JDP

Avis JDP n°70/10 – JEUX VIDEO – Plainte fondée

Décision publiée le 22.09.2010
Plainte fondée

Le Jury de Déontologie Publicitaire,

– Après examen des éléments constituant le dossier de plainte,

– les plaignants et l’annonceur ayant été avertis de la date de la séance par lettre recommandée avec accusé de réception du 23 juillet 2010,

– après voir entendu le représentant de l’ARPP,

– et après en avoir délibéré, hors la présence de l’ARPP et des parties,

rend la décision suivante :

1.Les faits

Le Jury de Déontologie Publicitaire a été saisi le 24 juin 2010, par deux plaintes de particuliers, afin qu’il se prononce sur la conformité aux règles déontologiques en vigueur, d’un spot publicitaire télévisé en faveur du jeu vidéo A proposé par la société éditrice.
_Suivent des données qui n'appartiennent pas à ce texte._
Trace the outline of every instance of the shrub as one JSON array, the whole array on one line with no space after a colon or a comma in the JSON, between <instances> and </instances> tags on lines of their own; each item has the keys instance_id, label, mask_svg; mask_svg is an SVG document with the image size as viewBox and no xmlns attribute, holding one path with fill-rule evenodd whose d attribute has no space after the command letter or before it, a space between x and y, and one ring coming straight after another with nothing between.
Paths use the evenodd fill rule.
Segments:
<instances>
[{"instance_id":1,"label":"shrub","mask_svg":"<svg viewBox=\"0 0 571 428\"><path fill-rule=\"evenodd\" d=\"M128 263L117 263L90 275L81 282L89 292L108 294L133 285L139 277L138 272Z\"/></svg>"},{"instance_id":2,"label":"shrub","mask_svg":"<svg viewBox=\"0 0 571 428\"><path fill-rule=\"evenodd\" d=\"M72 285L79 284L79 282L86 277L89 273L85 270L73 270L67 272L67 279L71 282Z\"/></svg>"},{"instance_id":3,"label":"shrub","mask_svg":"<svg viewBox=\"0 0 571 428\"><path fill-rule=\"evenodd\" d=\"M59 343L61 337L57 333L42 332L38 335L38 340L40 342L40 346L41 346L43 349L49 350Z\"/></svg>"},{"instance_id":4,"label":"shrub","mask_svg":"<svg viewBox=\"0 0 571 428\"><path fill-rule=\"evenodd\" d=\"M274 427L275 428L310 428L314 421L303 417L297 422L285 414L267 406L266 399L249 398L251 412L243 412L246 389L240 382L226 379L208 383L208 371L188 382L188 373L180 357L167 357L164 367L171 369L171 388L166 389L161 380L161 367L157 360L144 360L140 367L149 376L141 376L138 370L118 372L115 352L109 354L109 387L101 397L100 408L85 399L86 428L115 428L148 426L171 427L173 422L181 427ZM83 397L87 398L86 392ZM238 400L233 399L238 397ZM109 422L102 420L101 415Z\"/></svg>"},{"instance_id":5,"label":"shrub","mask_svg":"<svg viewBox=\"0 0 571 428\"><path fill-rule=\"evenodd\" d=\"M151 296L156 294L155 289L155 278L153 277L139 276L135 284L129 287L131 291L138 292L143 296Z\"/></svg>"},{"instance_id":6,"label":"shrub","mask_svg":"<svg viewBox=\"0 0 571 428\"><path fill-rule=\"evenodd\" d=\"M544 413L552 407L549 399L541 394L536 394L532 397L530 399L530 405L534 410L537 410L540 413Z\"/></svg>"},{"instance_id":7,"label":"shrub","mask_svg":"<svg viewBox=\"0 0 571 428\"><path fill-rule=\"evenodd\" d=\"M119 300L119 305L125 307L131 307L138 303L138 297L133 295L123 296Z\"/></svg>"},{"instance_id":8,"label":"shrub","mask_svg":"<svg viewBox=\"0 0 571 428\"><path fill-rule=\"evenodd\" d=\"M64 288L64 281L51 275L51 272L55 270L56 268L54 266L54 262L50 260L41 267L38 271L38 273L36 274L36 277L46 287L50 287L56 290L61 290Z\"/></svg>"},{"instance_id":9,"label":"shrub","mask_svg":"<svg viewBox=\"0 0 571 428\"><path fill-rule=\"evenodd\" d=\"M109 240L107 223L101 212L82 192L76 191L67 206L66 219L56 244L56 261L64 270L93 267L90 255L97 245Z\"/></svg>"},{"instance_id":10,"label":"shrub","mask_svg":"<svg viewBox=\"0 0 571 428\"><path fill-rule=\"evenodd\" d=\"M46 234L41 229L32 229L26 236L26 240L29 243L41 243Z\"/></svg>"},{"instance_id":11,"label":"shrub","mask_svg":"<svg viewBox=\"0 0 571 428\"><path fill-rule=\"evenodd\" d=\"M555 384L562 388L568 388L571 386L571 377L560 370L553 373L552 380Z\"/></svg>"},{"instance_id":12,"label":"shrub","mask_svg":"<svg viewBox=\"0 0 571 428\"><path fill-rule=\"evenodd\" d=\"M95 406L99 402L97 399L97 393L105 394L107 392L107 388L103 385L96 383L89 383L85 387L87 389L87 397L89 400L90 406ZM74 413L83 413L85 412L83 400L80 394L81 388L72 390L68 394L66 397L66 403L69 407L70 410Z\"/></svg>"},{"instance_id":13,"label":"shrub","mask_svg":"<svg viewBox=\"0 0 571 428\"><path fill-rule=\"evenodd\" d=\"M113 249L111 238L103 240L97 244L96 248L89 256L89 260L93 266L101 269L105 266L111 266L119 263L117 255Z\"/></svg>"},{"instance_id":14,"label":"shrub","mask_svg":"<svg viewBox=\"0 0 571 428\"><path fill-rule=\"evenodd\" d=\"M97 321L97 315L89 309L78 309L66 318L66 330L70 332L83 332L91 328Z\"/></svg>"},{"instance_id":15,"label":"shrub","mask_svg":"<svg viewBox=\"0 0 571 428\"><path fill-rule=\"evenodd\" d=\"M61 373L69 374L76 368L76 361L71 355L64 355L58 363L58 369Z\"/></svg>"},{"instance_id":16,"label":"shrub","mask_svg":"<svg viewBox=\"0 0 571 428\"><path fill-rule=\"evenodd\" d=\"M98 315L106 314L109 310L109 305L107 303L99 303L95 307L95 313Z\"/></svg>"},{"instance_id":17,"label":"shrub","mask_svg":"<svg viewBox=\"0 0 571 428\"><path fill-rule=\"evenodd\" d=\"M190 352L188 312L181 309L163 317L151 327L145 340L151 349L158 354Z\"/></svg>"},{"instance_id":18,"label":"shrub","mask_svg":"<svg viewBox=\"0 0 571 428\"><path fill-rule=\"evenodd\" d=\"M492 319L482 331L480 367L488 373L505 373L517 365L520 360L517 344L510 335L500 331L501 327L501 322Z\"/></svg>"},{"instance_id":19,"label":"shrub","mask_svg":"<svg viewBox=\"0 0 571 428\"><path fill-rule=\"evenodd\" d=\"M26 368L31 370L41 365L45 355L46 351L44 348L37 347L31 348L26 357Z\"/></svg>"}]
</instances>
Le spot met en scène des personnages en image de synthèse au départ d’une course de jeu vidéo enfantin dans des véhicules imaginaires.

L’un des concurrents stoppe son engin et s’éloigne du circuit pour observer, admiratif, une autre course qui se déroule à proximité, plus réaliste montrant une course poursuite entre des véhicules de sport. L’un des personnages de son univers, un petit bonhomme rose, le rejoint et lui fait remarquer que « L’important n’est pas de gagner la course mais de se faire des amis » ; le premier personnage lui répond « La ferme » et lui envoie alors un coup de poing.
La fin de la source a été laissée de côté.